Cone is distributed in source code form, licensed under GPL. See COPYING for more information. The following prerequisites must be installed to build and run Cone:

Right now the primary development focus is on the Linux platform, but Cone should build on other POSIX platforms; and any problems are likely to be minor, and trivial to resolve. A large portion of Cone's code base comes from Courier, which builds on many platforms.

Note

Cone requires a wide-character-capable version of Curses. Cone will compile against a non-widechar Curses, but will not be able to display UTF-8, or other variable-length character sets.

Reading local mail with Cone

Cone reads local mail from either maildirs (the preferred format) or mailbox files (or "mboxes"). When mboxes are used, Cone does not read the system mailbox file directly (usually /var/spool/something). All messages in the system mailbox are automatically moved to $HOME/Inbox, which is then accessed as if it was the system mailbox. Starting Cone for the first time on an mbox-based system automatically copies all existing mail from the system mailbox file to $HOME/Inbox.

This is an intentional design choice. Normal user application cannot create new files in /var/spool; all they can do is read the mailbox file from /var/spool. Therefore, the only way to update the mailbox file is by rewriting it from scratch (more or less). While the mailbox file is in the process of being rewritten, if the Cone process is interrupted, or killed, the resulted in a corrupted system mailbox. There are way to minimize this vulnerability, but it cannot be eliminated completely. Some Linux kernels use an OOM killer that may terminate any process when the system memory is low. There is no way to completely prevent corrupted system mailbox files on those kernels.
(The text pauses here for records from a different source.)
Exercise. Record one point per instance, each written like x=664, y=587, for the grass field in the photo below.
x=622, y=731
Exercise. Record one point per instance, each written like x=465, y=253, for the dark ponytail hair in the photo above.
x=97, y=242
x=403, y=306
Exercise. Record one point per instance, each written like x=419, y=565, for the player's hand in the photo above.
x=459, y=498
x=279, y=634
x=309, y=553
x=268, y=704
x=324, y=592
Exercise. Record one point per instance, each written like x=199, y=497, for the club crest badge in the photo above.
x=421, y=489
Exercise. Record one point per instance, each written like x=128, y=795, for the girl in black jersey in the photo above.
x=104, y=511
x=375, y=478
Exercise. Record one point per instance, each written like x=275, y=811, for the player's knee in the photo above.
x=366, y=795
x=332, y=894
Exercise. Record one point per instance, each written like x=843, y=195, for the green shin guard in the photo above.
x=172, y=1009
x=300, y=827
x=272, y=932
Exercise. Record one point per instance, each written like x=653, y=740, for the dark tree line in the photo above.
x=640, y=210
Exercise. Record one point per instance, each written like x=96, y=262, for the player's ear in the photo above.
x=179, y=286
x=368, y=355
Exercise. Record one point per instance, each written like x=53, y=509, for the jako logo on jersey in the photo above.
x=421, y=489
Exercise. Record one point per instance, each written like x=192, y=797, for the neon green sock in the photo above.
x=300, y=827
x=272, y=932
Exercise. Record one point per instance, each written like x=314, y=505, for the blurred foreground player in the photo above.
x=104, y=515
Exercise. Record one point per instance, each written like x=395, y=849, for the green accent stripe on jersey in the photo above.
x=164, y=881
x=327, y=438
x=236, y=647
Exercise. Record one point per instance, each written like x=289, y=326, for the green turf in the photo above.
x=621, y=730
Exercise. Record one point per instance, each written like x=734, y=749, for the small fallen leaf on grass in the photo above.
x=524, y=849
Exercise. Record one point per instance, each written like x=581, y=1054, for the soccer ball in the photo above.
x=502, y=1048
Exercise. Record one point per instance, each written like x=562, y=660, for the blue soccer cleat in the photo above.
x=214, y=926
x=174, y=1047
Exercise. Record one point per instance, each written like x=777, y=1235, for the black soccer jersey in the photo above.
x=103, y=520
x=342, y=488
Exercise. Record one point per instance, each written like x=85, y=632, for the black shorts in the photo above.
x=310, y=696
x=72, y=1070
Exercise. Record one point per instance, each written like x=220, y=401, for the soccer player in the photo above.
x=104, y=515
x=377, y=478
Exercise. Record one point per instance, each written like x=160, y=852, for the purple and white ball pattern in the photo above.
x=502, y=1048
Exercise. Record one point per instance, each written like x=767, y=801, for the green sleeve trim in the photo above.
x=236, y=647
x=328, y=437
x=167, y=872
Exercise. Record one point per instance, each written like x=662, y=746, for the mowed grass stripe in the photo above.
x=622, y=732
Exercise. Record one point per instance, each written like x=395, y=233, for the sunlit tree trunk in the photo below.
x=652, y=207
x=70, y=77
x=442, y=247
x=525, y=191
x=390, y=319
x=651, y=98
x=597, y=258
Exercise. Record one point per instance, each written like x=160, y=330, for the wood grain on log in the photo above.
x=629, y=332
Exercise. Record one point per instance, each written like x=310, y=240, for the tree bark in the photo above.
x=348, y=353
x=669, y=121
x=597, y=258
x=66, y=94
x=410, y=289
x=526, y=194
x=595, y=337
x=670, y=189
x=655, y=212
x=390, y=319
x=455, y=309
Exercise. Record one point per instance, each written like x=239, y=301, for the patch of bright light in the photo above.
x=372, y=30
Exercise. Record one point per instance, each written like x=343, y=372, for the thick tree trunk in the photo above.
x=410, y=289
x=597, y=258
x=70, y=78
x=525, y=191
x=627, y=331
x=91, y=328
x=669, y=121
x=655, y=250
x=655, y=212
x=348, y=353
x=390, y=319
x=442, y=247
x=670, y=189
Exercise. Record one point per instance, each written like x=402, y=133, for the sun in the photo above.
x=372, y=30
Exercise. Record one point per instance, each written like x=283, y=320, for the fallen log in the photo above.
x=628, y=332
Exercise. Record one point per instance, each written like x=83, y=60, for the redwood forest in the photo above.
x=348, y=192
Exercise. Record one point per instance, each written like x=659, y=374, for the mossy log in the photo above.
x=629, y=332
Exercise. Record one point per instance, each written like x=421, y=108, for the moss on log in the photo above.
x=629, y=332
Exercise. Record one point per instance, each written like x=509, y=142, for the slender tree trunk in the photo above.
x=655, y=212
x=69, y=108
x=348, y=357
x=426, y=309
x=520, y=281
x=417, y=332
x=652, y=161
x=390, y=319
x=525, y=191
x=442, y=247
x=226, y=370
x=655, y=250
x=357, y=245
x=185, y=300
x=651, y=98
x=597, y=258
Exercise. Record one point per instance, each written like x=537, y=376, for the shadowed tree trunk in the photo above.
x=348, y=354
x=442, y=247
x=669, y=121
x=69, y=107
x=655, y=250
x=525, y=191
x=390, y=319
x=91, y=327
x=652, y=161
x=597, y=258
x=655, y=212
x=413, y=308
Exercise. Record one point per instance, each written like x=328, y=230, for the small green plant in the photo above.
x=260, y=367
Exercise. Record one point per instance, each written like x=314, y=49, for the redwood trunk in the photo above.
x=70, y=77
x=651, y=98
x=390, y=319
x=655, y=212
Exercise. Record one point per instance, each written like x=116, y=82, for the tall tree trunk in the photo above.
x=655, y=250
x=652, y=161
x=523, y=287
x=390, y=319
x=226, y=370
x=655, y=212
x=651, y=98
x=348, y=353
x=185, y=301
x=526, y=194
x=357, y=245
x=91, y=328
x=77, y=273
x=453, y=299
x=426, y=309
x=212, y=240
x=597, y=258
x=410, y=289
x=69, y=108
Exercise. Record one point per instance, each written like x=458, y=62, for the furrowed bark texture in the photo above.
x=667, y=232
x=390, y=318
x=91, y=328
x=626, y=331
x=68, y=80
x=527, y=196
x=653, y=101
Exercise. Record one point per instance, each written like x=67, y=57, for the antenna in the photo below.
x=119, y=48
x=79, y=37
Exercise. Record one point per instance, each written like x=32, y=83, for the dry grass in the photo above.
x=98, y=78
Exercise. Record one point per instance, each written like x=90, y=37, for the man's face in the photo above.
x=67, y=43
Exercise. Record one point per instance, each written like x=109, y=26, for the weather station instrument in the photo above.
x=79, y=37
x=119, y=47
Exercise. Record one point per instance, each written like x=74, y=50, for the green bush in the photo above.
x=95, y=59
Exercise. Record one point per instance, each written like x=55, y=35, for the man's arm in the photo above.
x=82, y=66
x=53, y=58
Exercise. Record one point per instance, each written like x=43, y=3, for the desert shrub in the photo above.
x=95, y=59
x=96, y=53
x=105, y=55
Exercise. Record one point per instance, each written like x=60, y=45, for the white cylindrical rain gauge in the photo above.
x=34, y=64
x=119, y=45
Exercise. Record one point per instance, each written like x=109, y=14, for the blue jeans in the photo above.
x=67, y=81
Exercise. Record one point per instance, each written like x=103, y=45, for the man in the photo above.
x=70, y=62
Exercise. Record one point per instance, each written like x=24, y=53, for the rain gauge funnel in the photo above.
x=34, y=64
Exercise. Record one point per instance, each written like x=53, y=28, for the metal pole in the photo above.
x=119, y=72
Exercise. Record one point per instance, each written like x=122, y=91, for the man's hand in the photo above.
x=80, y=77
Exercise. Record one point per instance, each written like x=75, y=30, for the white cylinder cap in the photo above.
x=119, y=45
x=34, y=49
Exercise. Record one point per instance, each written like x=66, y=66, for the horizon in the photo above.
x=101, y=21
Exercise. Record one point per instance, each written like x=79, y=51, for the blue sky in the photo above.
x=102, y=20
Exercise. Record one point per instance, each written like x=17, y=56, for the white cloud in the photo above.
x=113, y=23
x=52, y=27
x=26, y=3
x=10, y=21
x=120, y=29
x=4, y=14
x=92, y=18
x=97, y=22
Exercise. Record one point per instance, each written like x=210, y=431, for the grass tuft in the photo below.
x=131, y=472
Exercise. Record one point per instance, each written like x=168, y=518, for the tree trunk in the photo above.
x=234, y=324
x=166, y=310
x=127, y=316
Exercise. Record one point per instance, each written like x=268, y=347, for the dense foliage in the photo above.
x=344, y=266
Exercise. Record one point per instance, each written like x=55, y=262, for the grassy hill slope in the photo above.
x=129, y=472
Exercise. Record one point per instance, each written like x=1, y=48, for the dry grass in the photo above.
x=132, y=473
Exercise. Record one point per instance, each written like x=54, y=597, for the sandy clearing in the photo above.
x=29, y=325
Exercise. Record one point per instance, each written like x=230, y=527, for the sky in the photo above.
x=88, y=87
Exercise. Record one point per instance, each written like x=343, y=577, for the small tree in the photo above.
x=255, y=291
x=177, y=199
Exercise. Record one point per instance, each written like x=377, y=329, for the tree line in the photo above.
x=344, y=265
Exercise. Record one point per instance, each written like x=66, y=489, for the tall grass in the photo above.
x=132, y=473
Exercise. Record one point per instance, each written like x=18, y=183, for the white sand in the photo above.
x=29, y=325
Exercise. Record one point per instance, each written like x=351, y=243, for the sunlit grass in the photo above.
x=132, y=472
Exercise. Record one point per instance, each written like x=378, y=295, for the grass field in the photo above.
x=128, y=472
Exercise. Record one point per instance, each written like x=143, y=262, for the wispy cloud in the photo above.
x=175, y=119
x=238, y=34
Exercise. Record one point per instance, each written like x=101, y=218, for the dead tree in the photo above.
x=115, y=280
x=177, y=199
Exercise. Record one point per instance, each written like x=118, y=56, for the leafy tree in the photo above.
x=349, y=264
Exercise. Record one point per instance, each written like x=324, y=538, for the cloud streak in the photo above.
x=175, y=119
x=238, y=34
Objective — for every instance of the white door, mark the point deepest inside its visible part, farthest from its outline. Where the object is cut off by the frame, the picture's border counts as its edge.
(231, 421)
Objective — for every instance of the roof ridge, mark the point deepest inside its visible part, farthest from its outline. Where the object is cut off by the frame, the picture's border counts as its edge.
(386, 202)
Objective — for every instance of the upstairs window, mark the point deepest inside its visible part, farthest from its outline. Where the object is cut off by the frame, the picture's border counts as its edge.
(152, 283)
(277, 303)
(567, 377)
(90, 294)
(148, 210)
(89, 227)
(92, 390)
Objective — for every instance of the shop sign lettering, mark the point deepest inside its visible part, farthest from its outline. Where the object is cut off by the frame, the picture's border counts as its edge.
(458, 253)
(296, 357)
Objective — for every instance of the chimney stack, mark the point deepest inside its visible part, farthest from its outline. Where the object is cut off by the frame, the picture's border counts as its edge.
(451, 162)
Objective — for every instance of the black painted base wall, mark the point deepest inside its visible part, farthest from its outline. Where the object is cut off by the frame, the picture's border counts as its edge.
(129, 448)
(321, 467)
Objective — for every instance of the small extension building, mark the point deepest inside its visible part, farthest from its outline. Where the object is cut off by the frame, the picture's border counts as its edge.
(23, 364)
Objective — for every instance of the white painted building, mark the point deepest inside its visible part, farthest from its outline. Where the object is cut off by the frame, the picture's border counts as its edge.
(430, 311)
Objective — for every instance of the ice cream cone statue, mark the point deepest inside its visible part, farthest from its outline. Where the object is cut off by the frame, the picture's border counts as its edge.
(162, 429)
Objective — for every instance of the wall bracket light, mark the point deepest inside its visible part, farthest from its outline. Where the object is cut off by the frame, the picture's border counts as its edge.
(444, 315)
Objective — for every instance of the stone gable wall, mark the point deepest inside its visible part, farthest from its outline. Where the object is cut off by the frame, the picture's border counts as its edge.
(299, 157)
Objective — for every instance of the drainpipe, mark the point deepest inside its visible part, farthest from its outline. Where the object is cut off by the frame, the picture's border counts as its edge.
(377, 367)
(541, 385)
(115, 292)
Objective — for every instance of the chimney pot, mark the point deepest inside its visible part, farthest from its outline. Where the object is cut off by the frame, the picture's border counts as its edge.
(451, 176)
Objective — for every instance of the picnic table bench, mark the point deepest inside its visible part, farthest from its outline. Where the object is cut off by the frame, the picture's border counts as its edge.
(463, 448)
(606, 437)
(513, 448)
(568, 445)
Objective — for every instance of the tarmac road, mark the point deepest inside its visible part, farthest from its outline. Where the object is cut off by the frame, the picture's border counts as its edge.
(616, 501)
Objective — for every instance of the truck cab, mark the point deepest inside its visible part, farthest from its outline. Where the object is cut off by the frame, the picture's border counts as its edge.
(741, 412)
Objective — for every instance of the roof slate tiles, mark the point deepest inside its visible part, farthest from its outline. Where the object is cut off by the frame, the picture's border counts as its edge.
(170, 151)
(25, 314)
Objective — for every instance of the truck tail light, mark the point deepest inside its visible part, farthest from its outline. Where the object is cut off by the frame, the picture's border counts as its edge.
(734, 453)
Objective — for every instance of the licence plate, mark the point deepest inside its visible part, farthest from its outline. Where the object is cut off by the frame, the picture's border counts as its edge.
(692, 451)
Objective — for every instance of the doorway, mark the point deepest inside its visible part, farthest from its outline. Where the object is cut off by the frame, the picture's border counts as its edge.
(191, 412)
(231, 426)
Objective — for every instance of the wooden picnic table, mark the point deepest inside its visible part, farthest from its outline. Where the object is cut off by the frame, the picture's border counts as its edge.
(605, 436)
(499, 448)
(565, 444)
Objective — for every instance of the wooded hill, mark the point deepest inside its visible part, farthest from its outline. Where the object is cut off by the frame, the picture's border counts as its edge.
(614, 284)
Cone uses an alternative way of updating mboxes. Cone updates mboxes by creating a new mbox file separately, then replacing the original mbox file with the new version. Unfortunately this cannot be done with the system mailbox file, because of the restricted access rights on the system spool directory. To solve this problem Cone automatically copies the system mailbox file to $HOME/Inbox, each time the system mailbox file is opened and whenever new mail is available.